You have to understand, back in the mid-80s, you didn’t really imagine connecting outside of your city, let alone your whole country.
I moved to New York because things were kind of not working out so well in the music industry in Chicago. People were ripping you off too much, you didn’t make any royalties on the music that you produced. When we made “Acid Tracks”, there wasn’t a way to find out or to even know that it was being licensed and shipped out to Europe and the UK specifically, because – you have to understand, back in the mid-80s, you didn’t really imagine connecting outside of your city, let alone your whole country. Our whole house world seemed just our thing, just a Chicago thing, that kind of leaked out over into Detroit, New York, but basically you didn’t imagine that it went to another country, overseas.
Our world was a very small world, and there weren’t magazines talking about music like that, either. So, it was easy for the record labels to deceive us, and they were sending music out there, selling hundreds of thousands of vinyls, telling us they only sold, maybe three or four thousand, and not really compensating us. When I first really heard about it was when a reporter came to me from Record Mirror Magazine, out of the UK, talking about the ‘Summer Of Love’ and how acid house had just totally went through the UK, and how big it was. And telling me that if I were to come over to the UK, I might get arrested if I said [laughs] I made acid house. So, he said [laughs], “The queen don’t want people listening to your music.” [laughs] Because of all that, I really got disgruntled with the music industry out of Chicago. And then the mayor of Chicago started cracking down on all the clubs, clubs had to close at two o clock, so the scene was kind of really getting messed up. So, I kind of got a deal with Jive Records at that time. I was going back and forth to New York.
As far as thinking "Acid Tracks" was a turning point for Chicago house, I think it was more of a turning point for electronic music. Because that sound was so futuristic, which is why we even chose the name Phuture for the group. As you can see today, some of the biggest people at the forefront of electronic music today are putting acid in their music, and you got to think, this is something that came out in ‘86.
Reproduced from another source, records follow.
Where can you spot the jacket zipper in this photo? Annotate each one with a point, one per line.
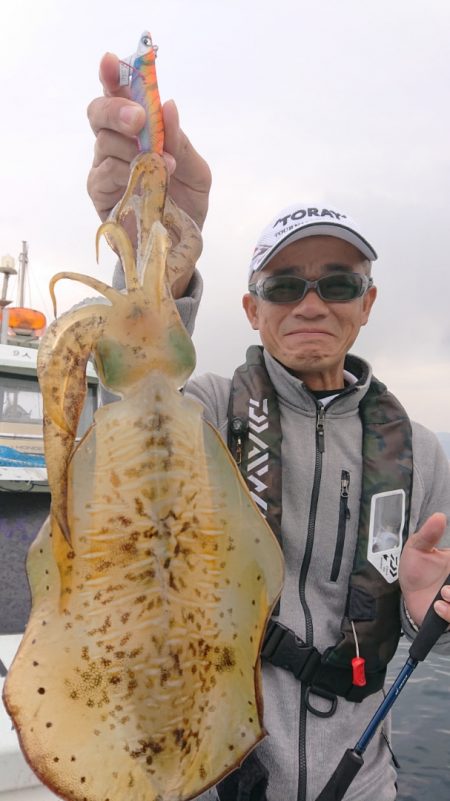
(309, 631)
(344, 515)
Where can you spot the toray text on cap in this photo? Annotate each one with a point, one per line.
(310, 212)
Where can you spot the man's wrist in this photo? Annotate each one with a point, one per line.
(410, 620)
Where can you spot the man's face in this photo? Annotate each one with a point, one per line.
(311, 337)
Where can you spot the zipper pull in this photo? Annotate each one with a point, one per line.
(345, 484)
(320, 428)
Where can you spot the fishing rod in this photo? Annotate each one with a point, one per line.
(430, 631)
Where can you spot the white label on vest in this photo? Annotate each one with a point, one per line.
(387, 518)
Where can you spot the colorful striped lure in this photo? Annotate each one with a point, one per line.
(139, 73)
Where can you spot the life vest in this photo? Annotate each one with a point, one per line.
(373, 601)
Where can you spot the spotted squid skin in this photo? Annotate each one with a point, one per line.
(152, 582)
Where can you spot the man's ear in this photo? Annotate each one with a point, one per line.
(368, 301)
(250, 305)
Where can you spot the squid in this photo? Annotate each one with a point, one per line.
(154, 577)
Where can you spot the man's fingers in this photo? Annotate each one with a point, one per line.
(116, 114)
(110, 144)
(107, 183)
(429, 534)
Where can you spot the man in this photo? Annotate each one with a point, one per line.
(341, 461)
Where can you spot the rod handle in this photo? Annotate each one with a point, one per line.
(430, 631)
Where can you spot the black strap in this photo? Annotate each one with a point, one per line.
(284, 649)
(247, 783)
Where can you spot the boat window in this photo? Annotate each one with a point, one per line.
(21, 402)
(20, 399)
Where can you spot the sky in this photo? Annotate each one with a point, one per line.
(341, 103)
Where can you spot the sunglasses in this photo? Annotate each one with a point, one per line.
(334, 288)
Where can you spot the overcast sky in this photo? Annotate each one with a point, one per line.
(345, 103)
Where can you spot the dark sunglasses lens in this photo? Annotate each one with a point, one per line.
(283, 289)
(341, 287)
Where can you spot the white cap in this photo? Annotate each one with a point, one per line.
(299, 221)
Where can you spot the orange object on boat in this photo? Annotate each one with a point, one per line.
(30, 319)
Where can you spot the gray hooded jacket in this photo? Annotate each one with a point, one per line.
(303, 749)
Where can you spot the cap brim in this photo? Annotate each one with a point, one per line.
(321, 229)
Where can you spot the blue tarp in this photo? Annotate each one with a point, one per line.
(9, 457)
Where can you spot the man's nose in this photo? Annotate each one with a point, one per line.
(311, 305)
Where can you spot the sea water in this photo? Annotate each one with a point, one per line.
(421, 727)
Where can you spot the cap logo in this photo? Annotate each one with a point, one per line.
(300, 214)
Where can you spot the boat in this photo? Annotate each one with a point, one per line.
(24, 497)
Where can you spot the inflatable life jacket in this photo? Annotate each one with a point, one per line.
(373, 600)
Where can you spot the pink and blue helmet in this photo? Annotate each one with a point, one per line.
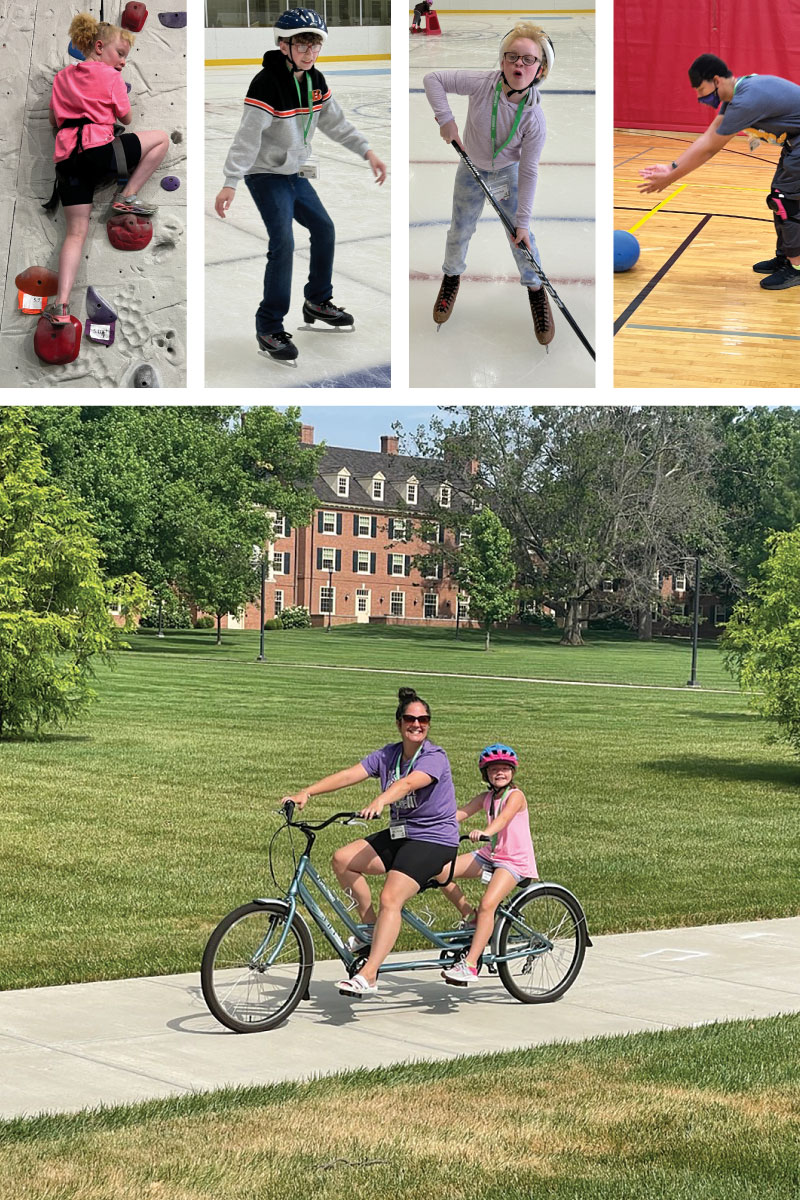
(497, 753)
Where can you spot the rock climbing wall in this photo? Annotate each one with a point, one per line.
(145, 288)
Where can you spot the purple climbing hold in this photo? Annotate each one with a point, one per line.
(98, 310)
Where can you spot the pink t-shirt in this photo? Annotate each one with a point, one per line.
(513, 845)
(88, 89)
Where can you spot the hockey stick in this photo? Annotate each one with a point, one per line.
(511, 229)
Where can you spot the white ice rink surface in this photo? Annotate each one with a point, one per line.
(236, 247)
(488, 341)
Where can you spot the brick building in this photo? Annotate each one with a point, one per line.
(358, 561)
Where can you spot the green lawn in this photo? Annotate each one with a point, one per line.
(125, 838)
(707, 1114)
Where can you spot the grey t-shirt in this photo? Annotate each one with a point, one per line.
(762, 102)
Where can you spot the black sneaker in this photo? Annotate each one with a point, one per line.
(770, 264)
(278, 346)
(785, 277)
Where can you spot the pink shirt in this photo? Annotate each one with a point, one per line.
(513, 845)
(88, 89)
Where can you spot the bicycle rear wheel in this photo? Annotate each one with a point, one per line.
(548, 923)
(245, 988)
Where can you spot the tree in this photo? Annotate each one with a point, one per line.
(762, 641)
(54, 601)
(486, 570)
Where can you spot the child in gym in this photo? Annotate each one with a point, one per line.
(284, 106)
(504, 137)
(503, 865)
(88, 97)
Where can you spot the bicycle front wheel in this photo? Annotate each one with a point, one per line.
(546, 933)
(257, 966)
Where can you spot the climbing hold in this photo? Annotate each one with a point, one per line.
(145, 377)
(128, 232)
(98, 309)
(56, 345)
(37, 281)
(133, 17)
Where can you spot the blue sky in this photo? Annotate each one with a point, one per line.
(360, 427)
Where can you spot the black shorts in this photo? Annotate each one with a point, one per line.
(78, 177)
(421, 861)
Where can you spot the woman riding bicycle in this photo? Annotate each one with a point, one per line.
(421, 838)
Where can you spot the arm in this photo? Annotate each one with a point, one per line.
(347, 778)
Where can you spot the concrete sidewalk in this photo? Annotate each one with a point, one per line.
(64, 1049)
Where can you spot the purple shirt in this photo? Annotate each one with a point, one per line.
(428, 814)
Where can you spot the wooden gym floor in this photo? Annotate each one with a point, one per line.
(691, 312)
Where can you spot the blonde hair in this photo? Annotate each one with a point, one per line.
(85, 30)
(534, 34)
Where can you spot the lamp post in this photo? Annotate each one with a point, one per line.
(692, 681)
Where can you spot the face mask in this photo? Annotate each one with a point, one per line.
(711, 100)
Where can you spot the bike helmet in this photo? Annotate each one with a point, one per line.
(299, 21)
(497, 753)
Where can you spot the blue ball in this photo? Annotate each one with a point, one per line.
(626, 250)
The introduction of acid kind of really changed the house scene as far as like the beginning of raves, just massive, crazy parties. It just opened the door for techno, electro – just planted the seeds for these sounds. As far as the Chicago scene, it definitely added that new genre to it. Because I thought we had something special that was only ours, in a way. I remember hearing, I think it was “Land Of Confusion” or it was “151” by Armando, and when I heard it, the first thing I thought was, “Woah. That’s the 303. Someone else has one.” [laughs] It was kind of amazing in a way. That Roland machine that was dead to Roland. I mean, look at it now, you have people using the term ‘acid’. All the companies use that as mixing it in with certain preset titles. You even have Acid Audio making acid loops, which I don’t even understand why they use the term ‘acid’, because it’s just loops of any kind. I guess they’re just stealing the word because they knew it would bring attention to the product.
I feel like the group Phuture and the acid sound has impacted the electronic music industry probably unlike any one group or sound has done. So, it’s definitely something that’s incredible to think about.